This blog may end now. I'm not sure, but I don't know if I'll post anymore.
I have recently discovered that I have Asperger's Syndrome. It's not a surprise but it's not a good thing either.
I have always imagined my social difficulties and confusion about people's behaviours to be due to Parental Alienation and my dysfunctional upbringing (although I've often said I brought myself up, having been ignored/neglected/messed with by inadequate parenting), and that with time I would grow out of them.
At the age of 37, I'm still socially inept and awkward, hence me speaking to the right people who gave me this diagnosis.
It explains an awful lot. It removes some of the blame for my difficult relationship with my mother from PA/my male parent, but it doesn't absolve him. He still did what he did. Asperger's Syndrome exacerbated the antagonism between Mum and me, to a large extent because the condition was unknown when I was a child.
I can now relax into who I am, for once in my life. Now I can learn not to panic about panicking about social situations (not a typo). The diagnosis has given me a certain level of peace with who I am. It's not my fault. I am not bad. I have not brought it upon myself. I can plan around it now without feeling foolish or childish or deliberately awkward or incapable. I planned a trip to our capital city last week, based around what I can and can't cope with, and it was the best trip I've ever had - I didn't put myself in a single situation that was bad for me because now I understand my limits, so no stress occurred.

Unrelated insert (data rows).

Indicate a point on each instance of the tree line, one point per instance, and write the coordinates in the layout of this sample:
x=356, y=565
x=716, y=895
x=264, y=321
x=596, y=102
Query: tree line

However now I know that I'm never going to change. I am this socially inept person for the rest of my life. I am never going to be like you. I am always going to find social situations challenging and confusion and EXHAUSTING. It's never going to change because my brain is a little bit broken. I am never going to have a full social life or groups of friends I can relax with.
My mother is dead, all my grandparents are dead, my male parent is too dangerous to be around, my sister wishes me dead (because she received as much of my bad/incorrect behaviour due to Asperger's as my mother did), my brothers avoid me because of the Asperger's, my extended family all avoid me. People avoid me in general because of the Asperger's.
It's always going to be like this and I can't tell anyone why, at least not until my youngest daughter is grown up (9 years time) because I have a spiteful ex who will use it against me.
I also cannot tell anyone that I couldn't get out of bed this morning because of despair, because I am afraid my children will be taken from me. Parental Alienation and Asperger's Syndrome have ruined my life. I am planning the next 30 years around the fact that I will be by myself (although my children are good to me and always will be).
I am not about to do anything extreme, don't worry - but there are worse thoughts in my head right now than ever in my life before. This blog is the only place I can be honest and take these thoughts out of my brain, because they've been rolling around in there since the beginning of March. If it weren't for my kids, I'd have been dead a long time ago simply because of the PA, and now, if I didn't have them, this blog would not have this entry.